EXPOSÉ GÉNÉRAL

I. LE VIEILLISSEMENT CONSTITUE UN ENJEU QUI DOIT FAIRE L'OBJET D'UNE APPROCHE TRANSVERSALE DE NOS POLITIQUES PUBLIQUES

A. LE VIEILLISSEMENT DE LA POPULATION FRANÇAISE EST À LA FOIS SOURCE D'OPPORTUNITÉS ET DE BESOINS NOUVEAUX EN TERMES D'ACCOMPAGNEMENT DE LA PERTE D'AUTONOMIE ET D'ADAPTATION DES POLITIQUES PUBLIQUES

1. L'allongement de l'espérance de vie des Français a pour corollaire une augmentation de la part des personnes âgées dans la population
a) La France connaît un allongement continu de l'espérance de vie depuis la seconde moitié du XXème siècle.

L'amélioration des conditions de vie matérielles et les progrès de la médecine et en santé publique, constants au cours de la seconde moitié du XX ème siècle, permettent aux Françaises et aux Français de vivre de plus en plus longtemps. Selon les chiffres de l'Institut national de la statistique et des études économiques (Insee), l'espérance de vie à la naissance est ainsi passée dans notre pays d'environ 60 ans pour les hommes et 65 ans pour les femmes en 1946 à respectivement 78,7 ans et 85 ans en 2013.

Source : Commission des affaires sociales d'après données Insee

L'espérance de vie à 60 ans a également progressé de manière spectaculaire depuis 1946, même si cette tendance est appelée à ralentir au cours des prochaines décennies. L'espérance de vie à 60 ans a progressé entre 1946 et 2014 de 50 % pour les hommes (de 15,4 années à 23,2 années) et de 53 % pour les femmes (de 18 à 27,7 années). Les projections permettent d'envisager une progression de 12 % pour les hommes (26,2 années) et de 9,7 % pour les femmes (30,4 années) à l'horizon 2050.

* projection.

Source : Commission des affaires sociales d'après données Insee

b) La structure démographique évolue fortement

Cet allongement de l'espérance de vie s'ajoute à un effet de génération, soixante ans après le « baby-boom » de l'après-guerre. L'effet cumulé de ces deux phénomènes modifie la structure de la population française de manière substantielle. Selon les projections réalisées par l'Insee, les plus de 60 ans pourraient représenter 23,6 millions de personnes, soit un tiers de la population, en 2060, contre un quart aujourd'hui (16 millions de personnes). Le nombre des plus de 75 ans pourrait, lui, selon ces mêmes projections, doubler, passant de 5,7 à 12 millions et le nombre des plus de 85 ans pourrait quadrupler (de 1,4 à 5,4 millions).
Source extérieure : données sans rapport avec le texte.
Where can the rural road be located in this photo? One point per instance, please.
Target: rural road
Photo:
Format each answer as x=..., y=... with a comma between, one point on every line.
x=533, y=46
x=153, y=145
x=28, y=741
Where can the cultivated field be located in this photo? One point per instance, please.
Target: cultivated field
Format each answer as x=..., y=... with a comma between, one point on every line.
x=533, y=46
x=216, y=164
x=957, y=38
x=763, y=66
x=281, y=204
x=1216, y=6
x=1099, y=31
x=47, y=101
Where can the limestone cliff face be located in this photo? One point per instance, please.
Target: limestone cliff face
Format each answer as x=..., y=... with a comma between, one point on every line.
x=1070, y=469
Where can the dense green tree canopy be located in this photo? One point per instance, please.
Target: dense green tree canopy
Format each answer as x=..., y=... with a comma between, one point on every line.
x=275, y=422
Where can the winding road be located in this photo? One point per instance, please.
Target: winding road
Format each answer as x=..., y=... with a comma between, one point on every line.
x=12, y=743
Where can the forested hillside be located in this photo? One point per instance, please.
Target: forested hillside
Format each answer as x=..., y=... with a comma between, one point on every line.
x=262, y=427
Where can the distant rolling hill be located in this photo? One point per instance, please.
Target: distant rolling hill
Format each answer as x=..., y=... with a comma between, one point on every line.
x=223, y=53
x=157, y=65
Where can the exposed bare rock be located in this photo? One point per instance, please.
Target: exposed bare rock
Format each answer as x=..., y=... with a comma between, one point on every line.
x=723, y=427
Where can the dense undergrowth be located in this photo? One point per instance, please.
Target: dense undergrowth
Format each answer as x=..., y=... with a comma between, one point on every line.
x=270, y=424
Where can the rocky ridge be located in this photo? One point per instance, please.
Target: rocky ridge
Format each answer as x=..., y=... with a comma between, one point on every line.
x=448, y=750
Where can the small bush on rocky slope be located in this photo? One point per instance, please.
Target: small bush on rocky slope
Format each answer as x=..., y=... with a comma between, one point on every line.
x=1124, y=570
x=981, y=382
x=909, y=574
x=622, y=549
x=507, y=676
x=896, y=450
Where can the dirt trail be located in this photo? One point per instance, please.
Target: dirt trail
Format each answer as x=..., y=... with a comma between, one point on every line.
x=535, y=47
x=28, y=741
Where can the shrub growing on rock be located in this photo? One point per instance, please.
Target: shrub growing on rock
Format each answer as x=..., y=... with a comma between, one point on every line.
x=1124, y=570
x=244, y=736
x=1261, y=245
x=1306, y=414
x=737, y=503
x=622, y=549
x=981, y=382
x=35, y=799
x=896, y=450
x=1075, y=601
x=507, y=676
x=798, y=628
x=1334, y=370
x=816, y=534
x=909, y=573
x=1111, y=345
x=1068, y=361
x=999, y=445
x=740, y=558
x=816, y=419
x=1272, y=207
Source : Commission des affaires sociales d'après données Insee

Il s'agit là d'une évolution sociale majeure, qui aura des répercussions sur de nombreux aspects de notre modèle social et économique. Cette évolution ne touche d'ailleurs pas uniquement la France, mais l'ensemble des pays industrialisés dans des proportions diverses, liées notamment au dynamisme de leur natalité. L'Union européenne et l'Organisation pour la coopération et le développement économique (OCDE) ont ainsi identifié ce phénomène comme l'un des défis des décennies à venir.

On peut à ce sujet noter la persistance d'inégalités importantes face à l'allongement de l'espérance de vie selon la catégorie socioprofessionnelle. Ainsi, l'espérance de vie à 35 ans des femmes et des hommes cadres est respectivement de 52 ans et 47 ans contre 49 ans et 41 ans pour les ouvriers 1 ( * ) .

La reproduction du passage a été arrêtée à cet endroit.